Coming off this absurd hot streak, Baseball-Reference notes his Rbat+ at 104, FanGraphs has his wRC+ at 105, and the two sites post his WAR at 1.9 and 2.5, respectively. It’s certainly the type of player that is helpful in the lineup, especially one that’s consistently running out Austin Hedges, Yu Chang, or Owen Miller. However, the issues become more obvious when we look further. For instance, his 5.4% walk rate this year, and 4.6% career, is far below the league average 8.4%, which is a black mark for any leadoff hitter. For a player so influenced by the fates of BABIP, Rosario’s inability to grind his way on base with any regularity is a real problem.
Who cares though, right? He’s fast, he can squeak a few infield hits out that could have been walks instead. And he does have 20 infield hits this year, right up there with Trea Turner (23) and Cedric Mullins (17). So that’s good; he just lags both of those guys in walks. I don’t want to harp on that too much, and Rosario is always going to be a higher BABIP player, but the .422 mark he posted in August is screaming REGRESSION, as is the .372 mark he’s posted since May 1. I do like his bat in the lineup, whether it’s leadoff or otherwise. The higher-order numbers simply speak to a fallback to real life.
More than that, if there’s one thing Cleveland isn’t short on, it’s shortstops. Rick Manning might have thought otherwise the other day, but the fact is that between Gabriel Arias, Tyler Freeman, and Brayan Roccio, there’s a ton of talent set at that position that’s supposed to make an impact sooner rather than later.
Now, prospects are fun, but they’re by their very nature suspect as well. That said, when we look to next year and beyond, Rosario can’t possibly be a shortstop, right? He’s just not that good at it. Maybe we’re spoiled from the last half-decade of sterling play at the position, but right now we’re looking at a guy who’s ranked 93rd in baseball in outs above average, and if you watch him just doesn’t have the range that you want at that position. The arm isn’t strong enough, he can’t go left with any expediency, and he makes life unduly harder on the actual elite player standing next to him.
Rosario is here, now, and hitting at a league-average clip at the moment. I certainly see the attraction in slotting him as your shortstop for the foreseeable future. And perhaps that’s who he is for this team: “placeholder who performs well until the young studs get good”. It’s just that with a team that’s so dependent on its rotation to succeed, doesn’t it seem like a poor choice to put a minus at the most important defensive position?
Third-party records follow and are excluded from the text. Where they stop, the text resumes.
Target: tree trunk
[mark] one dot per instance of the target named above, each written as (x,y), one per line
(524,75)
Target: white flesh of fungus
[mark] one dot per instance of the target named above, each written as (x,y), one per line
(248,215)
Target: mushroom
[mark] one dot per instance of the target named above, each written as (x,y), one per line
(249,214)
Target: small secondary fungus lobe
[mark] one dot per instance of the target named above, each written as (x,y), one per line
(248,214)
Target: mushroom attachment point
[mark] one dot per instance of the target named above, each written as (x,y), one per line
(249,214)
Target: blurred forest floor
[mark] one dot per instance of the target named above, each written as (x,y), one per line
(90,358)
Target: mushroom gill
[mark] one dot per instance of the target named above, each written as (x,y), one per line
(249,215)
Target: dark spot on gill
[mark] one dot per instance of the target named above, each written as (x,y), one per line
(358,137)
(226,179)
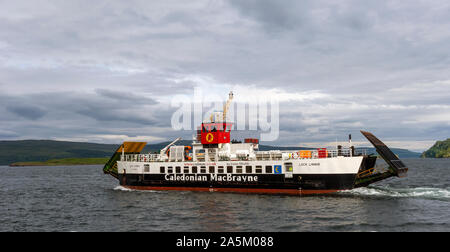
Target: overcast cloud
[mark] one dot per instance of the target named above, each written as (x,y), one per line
(105,71)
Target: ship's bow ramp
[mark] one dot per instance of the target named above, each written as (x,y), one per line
(125,148)
(391,159)
(396,166)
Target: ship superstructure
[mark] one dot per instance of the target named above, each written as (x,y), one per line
(215,163)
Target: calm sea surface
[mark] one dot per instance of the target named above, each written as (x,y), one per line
(82,198)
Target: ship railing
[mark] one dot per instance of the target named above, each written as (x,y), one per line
(141,157)
(308,154)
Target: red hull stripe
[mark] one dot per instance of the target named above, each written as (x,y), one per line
(237,190)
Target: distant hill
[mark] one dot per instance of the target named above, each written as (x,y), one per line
(44,150)
(441,149)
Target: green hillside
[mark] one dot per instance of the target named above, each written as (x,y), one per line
(441,149)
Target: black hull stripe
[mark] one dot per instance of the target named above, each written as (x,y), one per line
(303,182)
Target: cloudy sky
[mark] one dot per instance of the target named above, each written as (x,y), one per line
(106,71)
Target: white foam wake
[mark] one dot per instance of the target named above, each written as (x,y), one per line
(419,192)
(121,188)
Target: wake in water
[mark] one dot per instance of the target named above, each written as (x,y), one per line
(121,188)
(418,192)
(124,189)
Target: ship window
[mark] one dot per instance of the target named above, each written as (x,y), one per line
(288,167)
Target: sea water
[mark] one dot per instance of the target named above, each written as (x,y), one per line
(82,198)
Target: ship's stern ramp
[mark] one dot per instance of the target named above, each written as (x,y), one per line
(125,148)
(396,166)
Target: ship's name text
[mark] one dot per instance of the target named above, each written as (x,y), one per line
(213,177)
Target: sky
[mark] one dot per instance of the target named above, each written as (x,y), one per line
(107,71)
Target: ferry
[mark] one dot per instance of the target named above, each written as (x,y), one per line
(214,163)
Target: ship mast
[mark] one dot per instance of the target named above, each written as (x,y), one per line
(226,107)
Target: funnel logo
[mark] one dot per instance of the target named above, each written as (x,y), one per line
(209,137)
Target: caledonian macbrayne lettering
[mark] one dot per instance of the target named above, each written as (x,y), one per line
(215,163)
(212,177)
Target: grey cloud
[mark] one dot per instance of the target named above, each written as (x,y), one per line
(113,67)
(28,112)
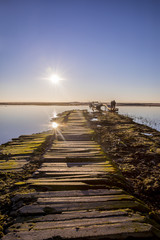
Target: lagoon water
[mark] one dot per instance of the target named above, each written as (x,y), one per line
(19,120)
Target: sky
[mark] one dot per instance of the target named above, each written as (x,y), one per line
(100,49)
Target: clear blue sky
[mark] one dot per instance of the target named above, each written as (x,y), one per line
(102,49)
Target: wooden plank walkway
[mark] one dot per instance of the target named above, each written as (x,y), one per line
(73,199)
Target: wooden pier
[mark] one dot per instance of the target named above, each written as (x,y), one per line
(75,196)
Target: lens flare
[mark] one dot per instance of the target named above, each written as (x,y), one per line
(54,78)
(54,125)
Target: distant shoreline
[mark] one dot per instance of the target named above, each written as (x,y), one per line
(77,104)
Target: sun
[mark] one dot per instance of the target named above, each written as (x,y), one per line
(54,78)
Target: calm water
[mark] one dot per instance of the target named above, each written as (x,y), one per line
(149,116)
(18,120)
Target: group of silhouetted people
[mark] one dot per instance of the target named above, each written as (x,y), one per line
(113,105)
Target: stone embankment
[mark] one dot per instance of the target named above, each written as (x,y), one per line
(74,194)
(135,149)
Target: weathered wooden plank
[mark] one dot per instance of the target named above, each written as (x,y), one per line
(110,231)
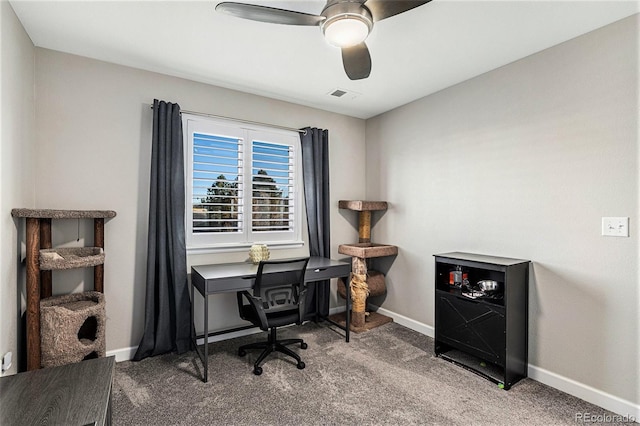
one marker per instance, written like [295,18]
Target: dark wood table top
[70,395]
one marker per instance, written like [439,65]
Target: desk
[234,277]
[75,395]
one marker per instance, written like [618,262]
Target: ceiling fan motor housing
[349,11]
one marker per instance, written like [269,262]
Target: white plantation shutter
[242,184]
[273,186]
[217,184]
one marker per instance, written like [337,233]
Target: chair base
[273,345]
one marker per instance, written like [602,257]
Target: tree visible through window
[243,186]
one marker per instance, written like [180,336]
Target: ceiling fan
[344,23]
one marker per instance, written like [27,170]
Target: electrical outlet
[6,361]
[615,226]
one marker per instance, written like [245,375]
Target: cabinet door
[470,325]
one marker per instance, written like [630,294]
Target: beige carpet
[386,376]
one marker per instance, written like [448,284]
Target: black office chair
[278,299]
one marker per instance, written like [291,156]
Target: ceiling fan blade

Beyond that, the obvious answer is second base. If we’re looking at it in honest terms though, he’d be basically a worse version of Cesar Hernandez or a declining Jason Kipnis — a league-average or slightly better bat with questionable defense. It’s an answer to the question, but is it what we really want?
Look, league-average offense is good. Cleveland has been begging for it out of most of the lineup for years. Heck, for a few years there, once you got past about the fifth spot in the lineup it was effectively minor leaguers the rest of the way. Rosario helps mitigate that, whether he bats first, second, sixth, or ninth. It’s just that it’s hard to find room for him. He’s not a shortstop, and between Myles Straw and Harold Ramirez there’s not much room in the outfield (and he’s not good at that anyway), so the issue remains, what do you do with a poor fielding, good hitting (for his position) middle infielder who’s going to lose his position sooner rather than later?
We’ve seen too much of a logjam of crud and mediocrity the last few years to have to deal with that when the actual good crops from the farm start hitting the majors. He probably deserves 500-plus at-bats in a major league season. He’s talented as hell and has physical tools most players only dream of. His streakiness demands regulars playing time too, so he’s wasted as a bench guy or on the shuttle from Columbus or something.
There’s an answer to how to make it work in Cleveland, but I’ll be damned if I can figure out what it is right now.